Swedish slow fashion label Asket is expanding its product range: in addition to menswear, there is now also a small offer of womenswear consisting of six items with T-shirts and shirts made from 100% organic cotton, knitwear made from recycled post-consumer wool and jeans. Asket womenswear is based on the same principle as menswear, eschewing seasonal collections.

Head of Product, Dan Vo and her team spent 24 months developing the womenswear, testing over 27 different fabrics and making up to 10 rounds of prototypes to fit over 30 different fits.

The first three garments will be available in mid-August, with knitwear following shortly after in October. Each style will be launched as a beta version of about 300 pieces–and only after a final round of customer feedback to refine the garments will production expand in early 2022. T-Shirts will retail for around €40, a pair of jeans for €125.

Asket womenswear looks
Photo: Asket
Asket womenswear looks
"Since our inception in 2015, we have taken a course that continually expands our understanding and notion of responsibility as a clothing brand, and is supported by a completely different business model. Our sole purpose is to help better value our clothing so that we can not only get by with it, but be happier with less. It's been a journey that has taken six years, and we hope to bring all of our learnings together as we launch Womenswear, with uncompromised garments in every way, full transparency and lifecycle responsibility from the start," said August Bard-Bringéus, Co-Founder of Asket.

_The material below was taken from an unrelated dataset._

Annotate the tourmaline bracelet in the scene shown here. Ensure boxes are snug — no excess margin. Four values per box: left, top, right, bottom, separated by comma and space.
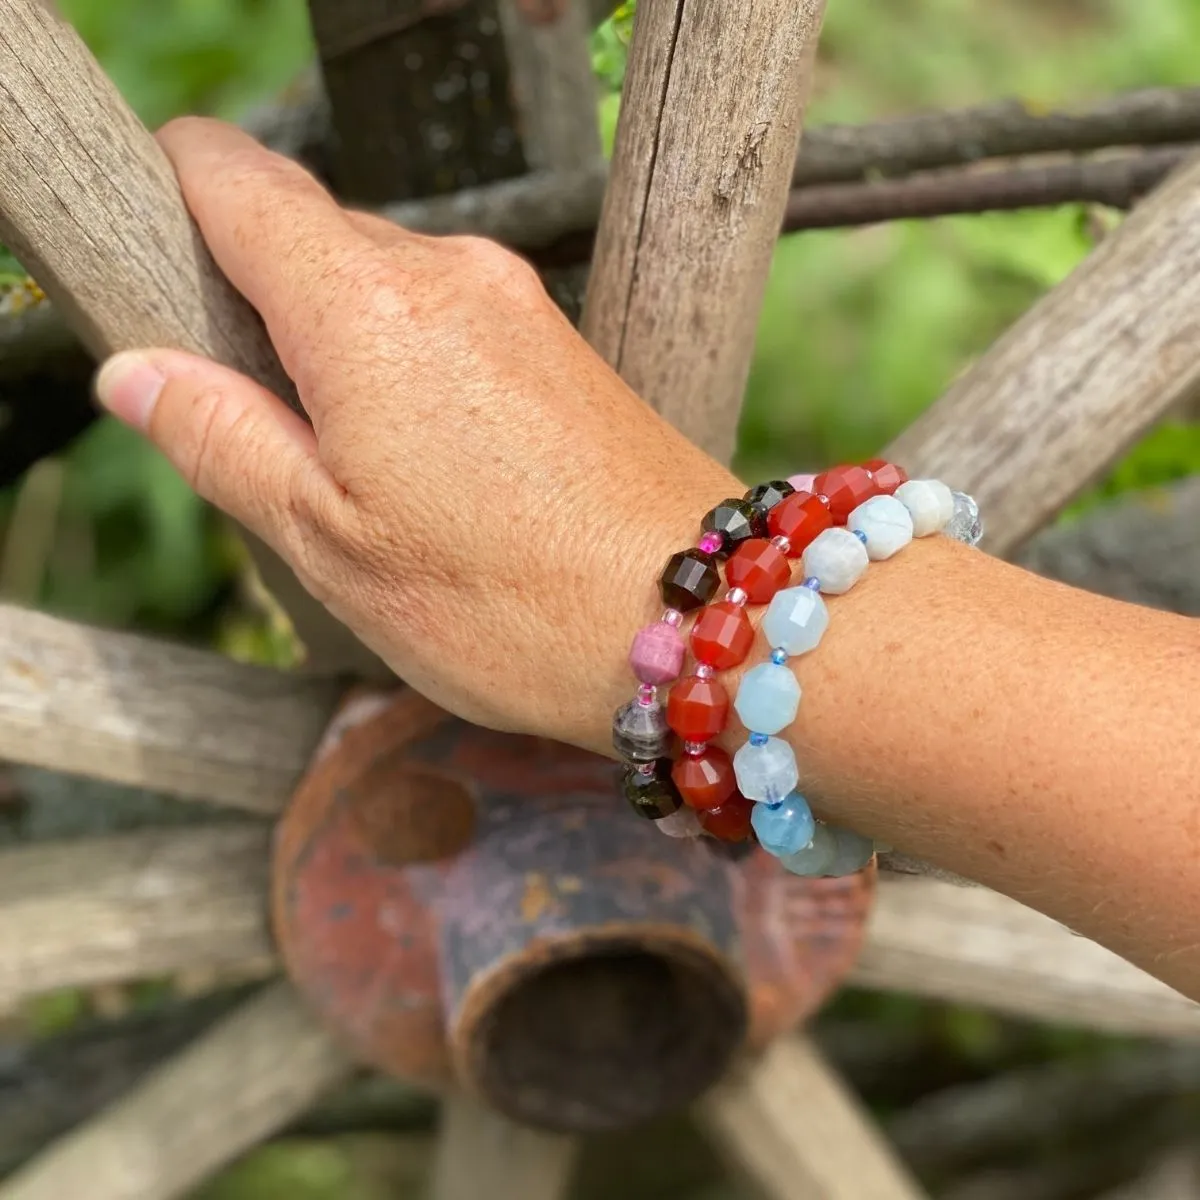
615, 481, 800, 841
734, 463, 984, 877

In the future, womenswear will also be part of the product offering of the first Asket store, which has just opened its doors in central Stockholm. The 116 sqm space is located at Norrmalmstorg 1 and is organized around the permanent collection of garments, with purpose built, locally produced ash wood shelving at a contrast with a rough concrete floor and exposed ceiling. The lounge and fitting room area have been tucked away behind stainless steel panels to create a feeling of intimacy.

Asket store in Stockholm
Photo: Asket
Asket store in Stockholm
The store will have a focus on sharing the garments manufacturing process, fiber and material quality. The space’s design aims to encourage people to get hands-on not only with the finished garments, but with their components: greasy wool, recycled PET insulation or raw Corozo nuts used for buttons. A lounge area and cozy fitting rooms shall underline the slow approach, or as Asket puts it, ‘encourage considered purchasing decisions–or not purchasing at all.’ Accordingly, there won’t be any obvious sales registers.
The store opened in the center of Stockholm.
Photo: Asket
The store opened in the center of Stockholm.
“To slow down consumption, we need people to start understanding and appreciating what they buy,” shares Bard-Bringéus, “so we see the store as an opportunity to offer an immersive and transparent experience, beyond what we’ve been able to offer online.”

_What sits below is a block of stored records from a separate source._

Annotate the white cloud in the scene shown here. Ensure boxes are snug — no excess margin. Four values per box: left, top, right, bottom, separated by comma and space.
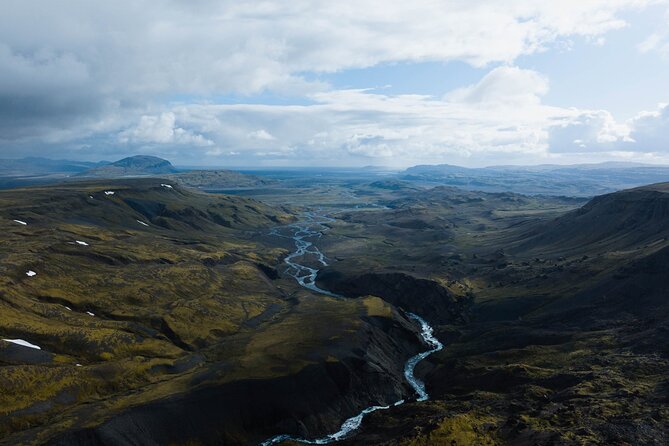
0, 1, 655, 107
247, 129, 276, 141
547, 103, 669, 155
106, 83, 669, 167
137, 81, 567, 166
548, 110, 631, 152
637, 8, 669, 56
445, 66, 549, 105
628, 102, 669, 149
0, 0, 667, 166
119, 112, 213, 146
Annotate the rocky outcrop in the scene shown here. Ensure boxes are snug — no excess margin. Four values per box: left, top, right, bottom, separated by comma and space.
316, 270, 471, 324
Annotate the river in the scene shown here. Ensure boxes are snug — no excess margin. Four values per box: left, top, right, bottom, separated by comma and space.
261, 211, 443, 445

Working with Stockholm-based architects Specific Generic the design vision for the space was to keep the store uncomplicated and transparent: “Our team wanted the store to be a physical embodiment of the brand and let the garments speak for themselves, so relentless perfectionism, respectfulness towards resources and understated aesthetics where the starting point of the project,“ explains Andreas Bozarth Fornell, founder and creative director at Specific Generic.